Sombr and Taylor SwiftTheo Wargo/Getty Images
As a few hundred guests steadily trickled into the ballroom of the Marriott Marquis in Times Square just before 7 p.m. for the annual Songwriters Hall of Fame induction ceremony, a crowd had already formed around the table where a Givenchy-clad Taylor Swift and her family, plus the director Steven Spielberg and his wife Kate Capshaw, stood accepting well-wishers. On Thursday evening, at 36 years old, the chart-topper officially became the youngest-ever female inductee to the institution.

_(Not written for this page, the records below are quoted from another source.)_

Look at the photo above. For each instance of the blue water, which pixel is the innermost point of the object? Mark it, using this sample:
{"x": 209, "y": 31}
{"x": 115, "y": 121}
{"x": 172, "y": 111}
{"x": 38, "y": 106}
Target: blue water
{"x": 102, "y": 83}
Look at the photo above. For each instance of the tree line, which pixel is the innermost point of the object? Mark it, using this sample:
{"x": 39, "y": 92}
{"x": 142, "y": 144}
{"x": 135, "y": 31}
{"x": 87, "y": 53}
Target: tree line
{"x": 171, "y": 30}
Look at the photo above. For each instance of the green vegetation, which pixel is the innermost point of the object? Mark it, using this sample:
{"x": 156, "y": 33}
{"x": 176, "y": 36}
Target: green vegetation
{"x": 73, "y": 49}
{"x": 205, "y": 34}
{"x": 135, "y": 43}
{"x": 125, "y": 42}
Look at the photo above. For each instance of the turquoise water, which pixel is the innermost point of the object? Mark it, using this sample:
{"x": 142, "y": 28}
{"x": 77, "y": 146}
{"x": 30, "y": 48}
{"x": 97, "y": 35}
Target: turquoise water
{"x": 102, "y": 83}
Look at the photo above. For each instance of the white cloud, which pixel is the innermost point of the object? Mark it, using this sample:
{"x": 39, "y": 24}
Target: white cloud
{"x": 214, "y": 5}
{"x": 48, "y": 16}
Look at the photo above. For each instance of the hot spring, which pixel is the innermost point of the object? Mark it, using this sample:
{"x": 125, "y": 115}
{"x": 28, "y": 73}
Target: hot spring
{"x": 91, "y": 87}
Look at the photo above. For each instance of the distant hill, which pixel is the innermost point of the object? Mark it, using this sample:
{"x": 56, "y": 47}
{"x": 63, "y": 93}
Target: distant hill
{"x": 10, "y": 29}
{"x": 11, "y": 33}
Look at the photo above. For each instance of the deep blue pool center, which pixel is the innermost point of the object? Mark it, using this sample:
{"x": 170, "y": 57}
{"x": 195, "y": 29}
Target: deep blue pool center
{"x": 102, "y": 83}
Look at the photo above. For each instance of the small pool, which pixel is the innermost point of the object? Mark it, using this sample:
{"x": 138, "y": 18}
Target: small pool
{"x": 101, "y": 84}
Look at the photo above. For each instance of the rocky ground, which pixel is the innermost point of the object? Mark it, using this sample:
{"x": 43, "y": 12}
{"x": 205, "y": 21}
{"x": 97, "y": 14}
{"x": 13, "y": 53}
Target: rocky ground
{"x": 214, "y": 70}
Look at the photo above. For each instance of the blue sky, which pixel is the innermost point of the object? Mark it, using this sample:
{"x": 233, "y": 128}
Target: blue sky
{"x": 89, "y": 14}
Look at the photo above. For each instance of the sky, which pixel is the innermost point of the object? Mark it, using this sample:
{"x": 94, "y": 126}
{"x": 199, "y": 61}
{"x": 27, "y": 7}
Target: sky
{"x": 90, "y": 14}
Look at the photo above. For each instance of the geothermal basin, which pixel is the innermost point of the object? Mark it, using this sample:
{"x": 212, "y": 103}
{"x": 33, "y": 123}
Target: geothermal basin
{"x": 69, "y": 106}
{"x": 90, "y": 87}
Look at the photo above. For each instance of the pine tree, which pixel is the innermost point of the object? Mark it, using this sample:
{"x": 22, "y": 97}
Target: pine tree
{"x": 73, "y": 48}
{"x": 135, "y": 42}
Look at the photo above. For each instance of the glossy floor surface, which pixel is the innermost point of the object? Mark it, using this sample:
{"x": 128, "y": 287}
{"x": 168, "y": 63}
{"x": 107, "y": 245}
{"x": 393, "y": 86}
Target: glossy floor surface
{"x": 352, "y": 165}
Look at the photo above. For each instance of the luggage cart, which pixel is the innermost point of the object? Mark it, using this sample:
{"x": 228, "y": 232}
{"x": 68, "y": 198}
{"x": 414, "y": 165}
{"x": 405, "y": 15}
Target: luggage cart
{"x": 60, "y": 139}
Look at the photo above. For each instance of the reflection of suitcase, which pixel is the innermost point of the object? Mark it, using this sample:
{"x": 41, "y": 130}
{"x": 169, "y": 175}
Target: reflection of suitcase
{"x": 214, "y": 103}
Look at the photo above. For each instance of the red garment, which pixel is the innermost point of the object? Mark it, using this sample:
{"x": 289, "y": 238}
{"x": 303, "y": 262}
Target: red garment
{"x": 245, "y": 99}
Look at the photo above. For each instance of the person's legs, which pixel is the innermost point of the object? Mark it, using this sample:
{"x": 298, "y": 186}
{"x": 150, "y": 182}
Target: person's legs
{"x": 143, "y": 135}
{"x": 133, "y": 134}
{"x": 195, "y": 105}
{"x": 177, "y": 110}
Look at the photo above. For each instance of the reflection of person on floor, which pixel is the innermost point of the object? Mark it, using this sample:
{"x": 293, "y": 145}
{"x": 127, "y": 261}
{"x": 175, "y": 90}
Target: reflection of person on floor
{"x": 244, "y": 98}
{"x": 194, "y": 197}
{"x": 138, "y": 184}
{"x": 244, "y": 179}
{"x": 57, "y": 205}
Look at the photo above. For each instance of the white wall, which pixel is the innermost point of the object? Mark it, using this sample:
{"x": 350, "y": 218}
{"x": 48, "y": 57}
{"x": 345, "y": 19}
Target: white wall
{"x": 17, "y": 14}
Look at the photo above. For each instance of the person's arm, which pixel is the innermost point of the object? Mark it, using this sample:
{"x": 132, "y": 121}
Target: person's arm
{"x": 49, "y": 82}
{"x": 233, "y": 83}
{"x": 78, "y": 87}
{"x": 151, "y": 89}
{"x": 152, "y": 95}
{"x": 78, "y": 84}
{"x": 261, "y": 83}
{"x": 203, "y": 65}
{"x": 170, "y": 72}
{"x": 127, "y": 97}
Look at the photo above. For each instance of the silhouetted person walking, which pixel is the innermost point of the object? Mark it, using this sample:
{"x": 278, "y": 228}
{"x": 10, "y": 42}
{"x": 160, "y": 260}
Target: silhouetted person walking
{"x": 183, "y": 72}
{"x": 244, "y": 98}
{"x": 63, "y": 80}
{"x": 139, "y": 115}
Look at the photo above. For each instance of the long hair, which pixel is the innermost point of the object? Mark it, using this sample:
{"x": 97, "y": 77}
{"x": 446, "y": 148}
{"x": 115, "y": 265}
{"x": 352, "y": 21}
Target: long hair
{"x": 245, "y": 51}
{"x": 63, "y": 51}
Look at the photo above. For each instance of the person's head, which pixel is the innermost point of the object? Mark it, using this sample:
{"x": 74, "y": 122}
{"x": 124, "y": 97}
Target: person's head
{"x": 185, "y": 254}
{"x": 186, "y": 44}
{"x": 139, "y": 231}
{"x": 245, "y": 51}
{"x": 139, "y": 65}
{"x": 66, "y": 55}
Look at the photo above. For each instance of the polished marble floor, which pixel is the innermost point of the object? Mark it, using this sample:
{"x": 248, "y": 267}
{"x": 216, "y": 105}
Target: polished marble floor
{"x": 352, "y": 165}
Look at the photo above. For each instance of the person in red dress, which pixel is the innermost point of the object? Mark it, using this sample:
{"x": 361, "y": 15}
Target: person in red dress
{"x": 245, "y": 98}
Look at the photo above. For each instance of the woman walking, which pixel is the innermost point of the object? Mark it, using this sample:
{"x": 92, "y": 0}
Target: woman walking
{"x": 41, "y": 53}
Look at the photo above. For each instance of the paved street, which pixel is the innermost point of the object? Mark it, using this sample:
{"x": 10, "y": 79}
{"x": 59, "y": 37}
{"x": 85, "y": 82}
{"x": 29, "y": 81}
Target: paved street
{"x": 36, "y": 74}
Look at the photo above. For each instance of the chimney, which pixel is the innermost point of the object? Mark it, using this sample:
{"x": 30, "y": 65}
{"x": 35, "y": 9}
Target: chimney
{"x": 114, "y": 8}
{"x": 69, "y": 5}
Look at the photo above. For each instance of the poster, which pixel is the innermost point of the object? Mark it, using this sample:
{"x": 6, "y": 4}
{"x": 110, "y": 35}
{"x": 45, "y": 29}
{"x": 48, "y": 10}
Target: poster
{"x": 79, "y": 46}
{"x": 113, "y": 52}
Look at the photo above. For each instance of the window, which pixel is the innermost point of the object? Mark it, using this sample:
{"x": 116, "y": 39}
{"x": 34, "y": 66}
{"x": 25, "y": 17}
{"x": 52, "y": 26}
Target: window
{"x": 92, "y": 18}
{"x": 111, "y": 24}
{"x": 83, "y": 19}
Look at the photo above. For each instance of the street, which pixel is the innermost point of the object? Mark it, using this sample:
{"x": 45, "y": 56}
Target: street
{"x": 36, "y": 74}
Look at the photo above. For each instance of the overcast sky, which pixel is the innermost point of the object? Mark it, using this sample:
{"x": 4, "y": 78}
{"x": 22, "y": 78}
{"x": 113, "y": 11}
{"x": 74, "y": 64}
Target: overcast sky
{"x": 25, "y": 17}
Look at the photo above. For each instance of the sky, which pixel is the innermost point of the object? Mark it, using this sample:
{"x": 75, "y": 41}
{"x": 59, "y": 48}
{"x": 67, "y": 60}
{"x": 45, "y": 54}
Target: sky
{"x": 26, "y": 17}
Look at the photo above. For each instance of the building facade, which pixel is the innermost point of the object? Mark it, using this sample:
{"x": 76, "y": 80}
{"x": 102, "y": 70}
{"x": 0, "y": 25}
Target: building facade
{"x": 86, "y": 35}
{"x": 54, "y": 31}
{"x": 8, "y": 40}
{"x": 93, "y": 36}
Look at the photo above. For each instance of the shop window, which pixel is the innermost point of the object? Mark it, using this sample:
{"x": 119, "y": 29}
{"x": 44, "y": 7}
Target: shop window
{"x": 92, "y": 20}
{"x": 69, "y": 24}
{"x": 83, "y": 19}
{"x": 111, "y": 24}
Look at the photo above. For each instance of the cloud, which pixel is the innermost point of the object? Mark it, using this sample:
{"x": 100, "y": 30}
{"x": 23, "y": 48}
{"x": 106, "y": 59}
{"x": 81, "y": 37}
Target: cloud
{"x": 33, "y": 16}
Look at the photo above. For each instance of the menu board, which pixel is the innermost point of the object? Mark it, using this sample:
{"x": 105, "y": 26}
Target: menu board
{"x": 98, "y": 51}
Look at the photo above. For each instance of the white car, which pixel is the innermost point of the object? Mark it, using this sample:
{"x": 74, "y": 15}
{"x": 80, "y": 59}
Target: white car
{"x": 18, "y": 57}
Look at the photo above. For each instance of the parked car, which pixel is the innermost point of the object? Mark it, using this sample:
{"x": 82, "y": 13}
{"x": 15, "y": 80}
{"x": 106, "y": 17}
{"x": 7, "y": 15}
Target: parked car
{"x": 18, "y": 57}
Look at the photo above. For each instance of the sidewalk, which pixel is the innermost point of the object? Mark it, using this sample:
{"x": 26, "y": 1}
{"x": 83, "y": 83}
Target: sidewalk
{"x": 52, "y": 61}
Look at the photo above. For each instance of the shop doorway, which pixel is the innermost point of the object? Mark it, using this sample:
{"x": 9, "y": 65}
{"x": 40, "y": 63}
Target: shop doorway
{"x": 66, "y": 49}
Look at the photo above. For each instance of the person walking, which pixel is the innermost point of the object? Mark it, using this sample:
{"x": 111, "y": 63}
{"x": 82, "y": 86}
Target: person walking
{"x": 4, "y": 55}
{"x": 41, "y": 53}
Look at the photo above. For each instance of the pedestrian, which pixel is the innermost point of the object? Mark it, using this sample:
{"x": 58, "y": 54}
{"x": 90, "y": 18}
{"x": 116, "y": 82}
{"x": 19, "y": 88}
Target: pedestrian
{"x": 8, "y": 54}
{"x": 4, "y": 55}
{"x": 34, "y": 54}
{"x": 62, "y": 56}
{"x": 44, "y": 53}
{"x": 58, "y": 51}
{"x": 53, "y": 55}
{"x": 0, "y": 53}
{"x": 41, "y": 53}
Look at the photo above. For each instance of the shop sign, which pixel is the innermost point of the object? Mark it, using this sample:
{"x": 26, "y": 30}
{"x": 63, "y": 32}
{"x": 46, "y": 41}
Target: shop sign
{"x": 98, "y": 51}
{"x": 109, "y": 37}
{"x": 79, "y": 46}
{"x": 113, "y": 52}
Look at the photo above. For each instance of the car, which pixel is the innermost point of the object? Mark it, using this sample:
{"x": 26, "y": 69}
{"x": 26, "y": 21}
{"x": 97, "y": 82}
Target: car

A couple feet away, two teenage girls—the daughters of the a music licensing exec and a rare exception to the event’s 21+ age restriction—looked on in disbelief. “We are shaking,” one of the star-struck teens told Vogue, clutching her sister’s hand. Since their mom is a board member, they typically attend the ceremony every year—but this one was different. “We were really lucky to be brought today because there’s such high security…usually there’s a lot less.” (If there’s a better way to win ‘cool mom’ brownie points, we’ve yet to hear it.)
Indeed, three body guards surrounded Swift throughout the night, leaving for a different post nearby only when her fiancé Travis Kelce arrived just as the ceremony began a little after 8 p.m. The Taylor Swift Effect—particularly in a room of A&R guys, musicians, producers, label heads, and lawyers—was as palpable as it was at the Knicks game the night before. But as songwriter Graham Lyle put it in his acceptance speech early on in the night, “Sometimes I think this business forgets that the song is the start of the whole thing.”
The evening, which began with cocktails at 6 p.m. and stretched out until after 12:30 a.m., was an ode to the song: as a medium, artistic practice, and a product worth paying creators fairly to make. The night celebrated the good songs, the great songs, “the kind of songs that become part of people’s lives,” as one presenter said, but also the early, half-baked, and downright bad songs—which honoree John Fogerty waxed poetic about during a 30-minute speech. Alanis Morissette called out the songs that act as survival tools; classics that seem to appear to the songwriter out of thin air, and the everyday habit of writing to pursue them even when there seemingly is no divine inspiration or lightning bolt from the sky.